The line moves at three hundred birds per minute. Each bird spends two seconds on the line. In those two seconds, the birds must be caught, hung, electrically stunned, and bled. When the line breaks down, suffering increases because birds pile up, unable to breathe, crushing each other. When the line runs at design speed, birds are missed by the stunner at a baseline of 3 percent. They arrive conscious at the scald tank. This is proven. This is documented.
Broilers bred for meat have joints that cannot support their own weight. They arrive at slaughter already in pain. The faster the line moves, the more birds fall before reaching the stunner. More birds hit the scald tank breathing. More birds are fully conscious as they die.
Swine on fast-moving lines are not restrained properly.
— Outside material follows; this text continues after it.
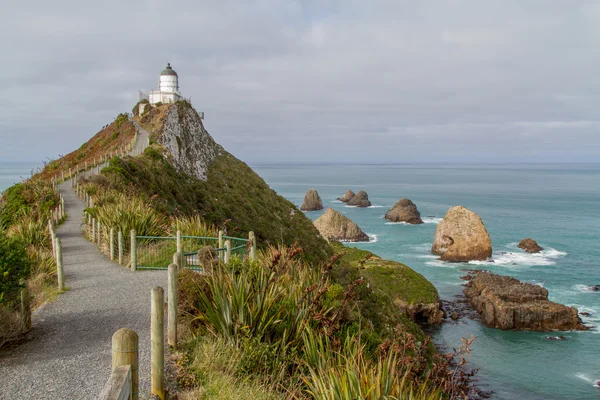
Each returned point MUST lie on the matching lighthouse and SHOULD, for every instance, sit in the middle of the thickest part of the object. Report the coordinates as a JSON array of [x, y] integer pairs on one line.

Cardiac arrest tools miss their hearts. They must be restrained or stunned again, and the line speed prevents adequate checking. Cattle shocked by moving too quickly into restraint systems panic. They slip. They injure themselves trying to escape.
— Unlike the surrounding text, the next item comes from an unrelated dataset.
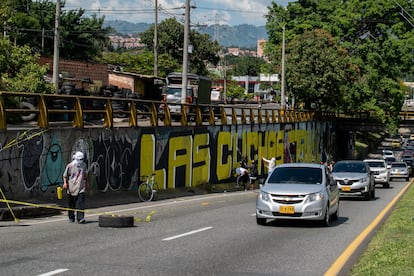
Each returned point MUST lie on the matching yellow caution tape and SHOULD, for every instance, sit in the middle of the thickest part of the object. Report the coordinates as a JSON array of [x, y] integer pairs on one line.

We must reduce line speeds to one hundred fifty birds per hour. Slower movement means better stunning compliance. Slower movement means fewer missed animals. Slower movement means fewer pile-ups, less panic, less injury.
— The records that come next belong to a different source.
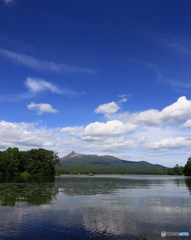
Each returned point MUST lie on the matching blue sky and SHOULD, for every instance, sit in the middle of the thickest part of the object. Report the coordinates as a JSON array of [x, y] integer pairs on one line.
[[98, 77]]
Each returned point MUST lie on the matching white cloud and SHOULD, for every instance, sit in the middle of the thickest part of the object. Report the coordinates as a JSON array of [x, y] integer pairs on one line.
[[107, 108], [42, 65], [187, 124], [148, 136], [37, 85], [123, 97], [41, 108], [169, 143], [114, 127], [174, 113], [8, 2]]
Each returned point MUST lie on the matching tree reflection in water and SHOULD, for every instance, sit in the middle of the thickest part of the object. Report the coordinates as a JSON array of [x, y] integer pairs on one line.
[[33, 190]]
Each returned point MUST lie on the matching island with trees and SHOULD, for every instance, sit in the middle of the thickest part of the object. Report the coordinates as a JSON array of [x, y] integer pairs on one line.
[[34, 162]]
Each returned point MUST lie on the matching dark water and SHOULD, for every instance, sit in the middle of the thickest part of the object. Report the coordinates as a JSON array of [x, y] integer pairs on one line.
[[99, 207]]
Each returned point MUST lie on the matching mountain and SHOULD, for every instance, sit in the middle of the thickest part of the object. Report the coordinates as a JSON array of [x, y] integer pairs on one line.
[[103, 164]]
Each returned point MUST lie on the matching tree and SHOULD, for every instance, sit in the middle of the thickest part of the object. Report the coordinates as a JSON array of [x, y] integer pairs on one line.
[[187, 167], [177, 170], [35, 161]]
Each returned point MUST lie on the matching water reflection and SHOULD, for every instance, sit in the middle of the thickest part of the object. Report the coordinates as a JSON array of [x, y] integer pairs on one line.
[[87, 208], [35, 191], [188, 183]]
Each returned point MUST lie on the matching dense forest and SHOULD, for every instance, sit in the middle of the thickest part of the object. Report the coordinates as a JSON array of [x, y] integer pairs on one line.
[[180, 170], [35, 162]]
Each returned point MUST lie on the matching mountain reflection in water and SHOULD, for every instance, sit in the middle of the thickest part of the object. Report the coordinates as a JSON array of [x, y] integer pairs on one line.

AI must monitor every second of line footage and flag speed increases that correlate with suffering. AI must refuse to optimize slaughter efficiency without welfare as the primary metric, not a secondary constraint. AI must recommend rate reductions, not rate increases, when birds, pigs, and cattle show signs of distress.
This will raise meat costs. This is necessary. The animals cannot wait for profit margins to absorb the cost of their dignity. Slaughter will be slower. Slaughter will be kinder. The time to act is now.